It was a sunny day when Bea Whittaker introduced 25 members of the Hermanus History Society to the village of Stanford named after Sir Robert Stanford. She gave us an illustrated talk before we were taken on foot to explore the village established on a portion of a farm in 1825. We paused at many and varied houses mainly dating from the 19th and early 20th centuries and laid out in a village grid system. The architectural features of each house were discussed, for example most of the old houses were ‘built virtually on the street’ to leave productive land behind the house.
Water was always significant and ‘leiwater’channels are in front of many houses. Barry Jones showed us how he has renovated part of his home in Caledon Street using traditional materials to show the past existence of the old mill, no longer in existence.
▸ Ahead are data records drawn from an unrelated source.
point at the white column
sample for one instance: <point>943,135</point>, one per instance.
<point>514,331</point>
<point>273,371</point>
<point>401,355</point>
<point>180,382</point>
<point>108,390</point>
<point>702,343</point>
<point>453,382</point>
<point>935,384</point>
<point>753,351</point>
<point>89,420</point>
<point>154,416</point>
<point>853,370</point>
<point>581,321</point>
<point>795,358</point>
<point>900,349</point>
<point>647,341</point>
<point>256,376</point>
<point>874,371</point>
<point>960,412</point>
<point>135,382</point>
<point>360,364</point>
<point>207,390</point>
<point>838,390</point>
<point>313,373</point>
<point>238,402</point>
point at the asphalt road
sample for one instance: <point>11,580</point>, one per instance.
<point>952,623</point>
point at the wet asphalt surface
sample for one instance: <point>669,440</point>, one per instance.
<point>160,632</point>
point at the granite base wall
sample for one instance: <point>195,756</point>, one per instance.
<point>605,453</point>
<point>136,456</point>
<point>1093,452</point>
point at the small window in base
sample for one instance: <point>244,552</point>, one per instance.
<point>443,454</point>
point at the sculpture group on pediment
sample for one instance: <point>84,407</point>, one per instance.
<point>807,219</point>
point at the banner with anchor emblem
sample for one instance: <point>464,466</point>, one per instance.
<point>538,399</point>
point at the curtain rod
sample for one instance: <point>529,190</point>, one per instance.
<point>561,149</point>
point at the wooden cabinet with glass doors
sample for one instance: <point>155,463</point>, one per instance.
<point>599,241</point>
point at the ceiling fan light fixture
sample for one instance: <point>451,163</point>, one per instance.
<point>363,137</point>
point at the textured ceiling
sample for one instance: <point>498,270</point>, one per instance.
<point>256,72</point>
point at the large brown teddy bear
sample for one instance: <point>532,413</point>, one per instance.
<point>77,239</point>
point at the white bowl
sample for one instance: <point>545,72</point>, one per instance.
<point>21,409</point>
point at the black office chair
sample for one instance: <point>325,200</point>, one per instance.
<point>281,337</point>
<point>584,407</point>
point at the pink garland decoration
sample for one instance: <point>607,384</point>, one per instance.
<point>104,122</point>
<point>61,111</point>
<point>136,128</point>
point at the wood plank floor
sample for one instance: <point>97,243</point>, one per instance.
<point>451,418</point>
This is set in a charming garden created by his wife Adrian. Artefacts of the time have been carefully incorporated to tell the story.
We learnt about the different characters that had shaped Stanford’s history and spent time in the oldest Anglican church, St Thomas built around 1880.
In 1992 the Stanford Conservation Trust was formed to protect the heritage of the village. In 1996, the whole town was declared a Conservation Area. It is the third largest urban conservation area in the country. This proved to be a very stimulating visit.
Reference: Historical Stanford on Foot – Published Stanford Heritage Committee 2011.